De GI heeft zich bereid verklaard om de ondertoezichtstelling eventueel op zich te nemen.

5.De beoordeling

5.1.
Op basis van de stukken en de mondelinge behandeling is de kinderrechter van oordeel dat is voldaan aan de wettelijke criteria genoemd in artikel 1:255 van het Burgerlijk Wetboek (BW). De kinderrechter overweegt hierbij dat er al geruime periode sprake is van een forse ouderstrijd, waarvan [minderjarige 1] en [minderjarige 2] veel last hebben. De ouders maken elkaar veel verwijten. Van een goede samenwerking als ouders noch van een goede oudercommunicatie is geen sprake.
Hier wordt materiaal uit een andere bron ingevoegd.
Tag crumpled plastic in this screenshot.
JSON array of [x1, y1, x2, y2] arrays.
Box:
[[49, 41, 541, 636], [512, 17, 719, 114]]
De contactregeling tussen de vader en de kinderen is maar zeer minimaal. Over een uitbreiding daarvan zijn de ouders het al lange tijd niet met elkaar eens. Zorgelijk is ook dat de oudste dochter van de moeder ingeschakeld moet worden voor de overdracht van [minderjarige 1] en [minderjarige 2] naar de man. Die taak behoort in beginsel bij de ouders zelf te liggen. Het is bekend dat kinderen veel mee krijgen van spanningen tussen hun ouders. Zo ook bij deze kinderen: zij weten zich geen houding te geven als zij de vader tegenkomen als zij bij moeder zijn. Ook is het zorgelijk dat de kinderen, althans [minderjarige 1] , uit teleurstelling met spullen gooit als de vader omgangsafspraken niet nakomt. Beide kinderen zijn erg kwetsbaar. Zo volgt [minderjarige 1] speciaal onderwijs. [minderjarige 2] is een kind dat wat achterloopt in haar ontwikkeling en dat op school met “een rugzakje” rondloopt. Gezien de ouderstrijd worden [minderjarige 1] en [minderjarige 2] ernstig in hun sociaal-emotionele ontwikkeling bedreigd. Om deze bedreigde ontwikkeling te kunnen afwenden, is hulpverlening noodzakelijk.
5.2.
In het kader van het Uniform Hulpaanbod in de bodemzaak zijn de ouders eerder verwezen naar hulpverlening. Dit met als doel dat zij weer in staat zouden zijn om gezamenlijk afspraken met elkaar te maken die in het belang zijn van de kinderen. Echter hebben de ouders van de aangeboden hulpverlening niet weten te profiteren. Een maatregel binnen een gedwongen kader wordt daarom noodzakelijk geacht.
5.3.
De kinderrechter zal daarom [minderjarige 1] en [minderjarige 2] onder toezicht stellen voor de duur van een jaar.
5.4.
Als hulpverleningsdoelen binnen de ondertoezichtstelling worden aangemerkt:
- [minderjarige 1] en [minderjarige 2] hebben een structureel, veilig en onbelast contact met hun beide ouders. Bekeken wordt hoe tot uitbreiding van de huidige contactregeling tussen de vader en de kinderen kan worden gekomen;
- [minderjarige 1] en [minderjarige 2] ervaren dat ouders op een goede manier afspraken met elkaar kunnen maken en worden niet belast met de spanningen tussen de ouders.
5.5.
De kinderrechter zal de beslissing uitvoerbaar bij voorraad verklaren omdat het voor de ontwikkeling van de minderjarigen noodzakelijk is dat de beslissing ondanks een eventueel hoger beroep meteen uitgevoerd kan worden.

6.De beslissing

De kinderrechter:
6.1.
stelt [minderjarige 1] en [minderjarige 2] onder toezicht van de Stichting Jeugdbescherming Brabant, locatie Tilburg met ingang van 29 december 2023 tot 29 december 2024;
6.2.
verklaart deze beschikking uitvoerbaar bij voorraad.
Deze beschikking is gegeven door mr. Bogaert, kinderrechter, in tegenwoordigheid van Van Dongen als griffier en in het openbaar uitgesproken op 29 december 2023.
Hoger beroep tegen deze beschikking kan worden ingesteld:
- door de verzoekers en de belanghebbende(n) aan wie een afschrift van de beschikking is verstrekt of verzonden, binnen drie maanden na de dag van de uitspraak;
- door andere belanghebbenden binnen drie maanden na de betekening daarvan of nadat de beschikking aan hen op een andere wijze bekend is geworden.
Het hoger beroep moet, door tussenkomst van een advocaat, worden ingediend bij de griffie van het gerechtshof te ‘s-Hertogenbosch.